Rüveyda ÖZKUL'un 27 Ocak 2024 tarihli yazısı: Akılsız Argümanlar
Siyasetçilerin, ilkokul çocuklarının ve hatta hemen hemen herkesin tartışmalarda ortak bir noktası var.
Bir tartışma esnasında suçlu tarafın müthiş savunma taktiği olan “Sen de şunu yapmıştın” dediği, tartışmayı A noktasından alıp Z’den de alakasız bir noktaya götürdüğü o durum; whataboutism.
Kelimenin direkt olarak Türkçe bir karşılığı olmasa da zaman zaman “Peki Şunun Hakkındacılık” olarak da bahsedilir.
Kişinin, bir eleştiriyle karşılaştığı zaman kendini savunacak mantıklı bir argümanı yoksa karşısındakinin geçmişte yaptığı bir durum üzerinden tartışmayı kendi lehine çevirmesine ya da konunun sürüncemede kalmasına neden olmasıdır.
Rus yazar ve politik aktivist olan Garry Kasparov'a göre whataboutism kelimesi, Sovyet savunucuları ve diktatörlerinin Sovyetler Birliği’ne yöneltilen baskı, katliam ve zorla sürgün suçlamalarını egale etmek için icat edildiğini savunuyor.
Soğuk Savaş döneminde Batılıların Sovyetler’e yönelttiği eleştiri ve suçlamalara karşın Sovyetler’in tepkisi genelde Batı dünyasında geçmişte yaşanan bir olayı işaret ederek “Peki ya ...... olayı hakkında ne düşünüyorsunuz” şeklinde olduğu için whataboutism, Sovyet ve Rus propagandasıyla da yakından ilişkilidir.
Gündelik yaşama ve biraz daha sıradan insanların yaşadığı durumlara baktığımız zaman da yine durum çok farklılaşmıyor. İlkokuldayken bile bir arkadaşımızla tartıştığımızda taraflardan mutlaka biri “Ama sen de şunu yapmıştın” diyerek yetersiz argümanlarını bu şekilde sarf ediyor.

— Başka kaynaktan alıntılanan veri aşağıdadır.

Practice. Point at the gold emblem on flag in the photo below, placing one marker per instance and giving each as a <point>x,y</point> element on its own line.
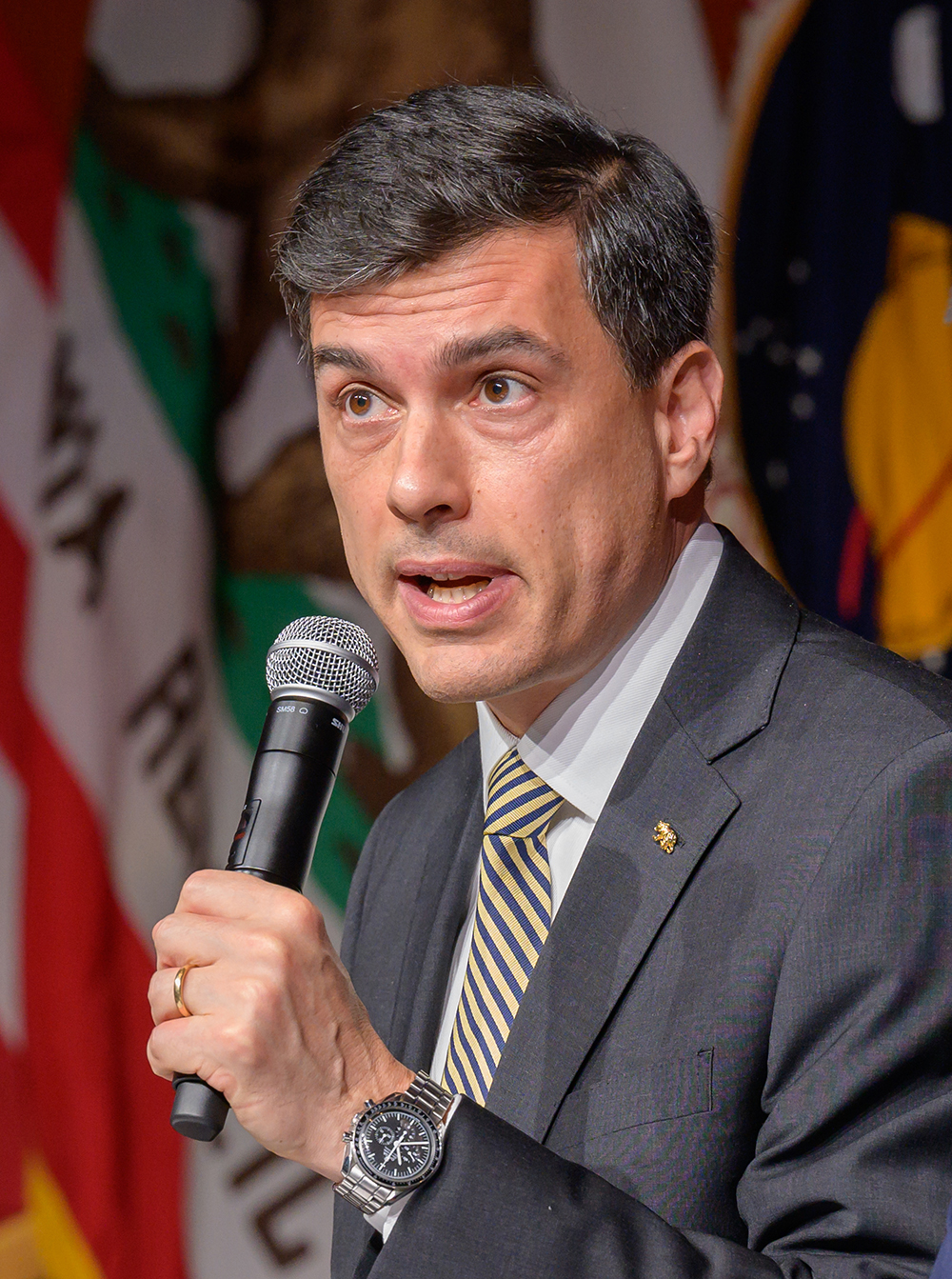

Müthiş bir manipülasyon olan whataboutism, suçu temele yayarak masumların öldürüldüğü tartışma ortamlarında, ilk argümandan bağımsız olarak alakasız bir karşı suçlama ile tarafların eşit derecede suçlu olduğunun kanısına varılarak tartışma seyri yaratılıyor.
“Herkes suçluysa, hiç kimse suçlu değildir” diyen İtalyanlar, whataboutismi ve orijinal suçlunun, “Masum değilim ama sen de benden daha az suçlu değilsin” demesini, uluslararası iletişimde bile yer edinen müthiş bir deyimle açıklamış.
Doğrunun bireyselleşip değişkenlik gösterdiği yeni dünya yaşamında, bilgiden ve okuma alışkanlığından uzaklaşmış insanların, kendini savunacak akılcı argümanlarının olmamasına da şaşmamak gerektiği gibi bir gerçek de var.
Kimsenin durup uzun uzun açıklama yapacak ya da kendisini savunacak kadar kelime dağarcığının, ikna kabiliyetinin, kendini ifade edebilme yetisinin olmaması da whataboutism manipülasyonuna mağruz kalmamıza neden oluyor.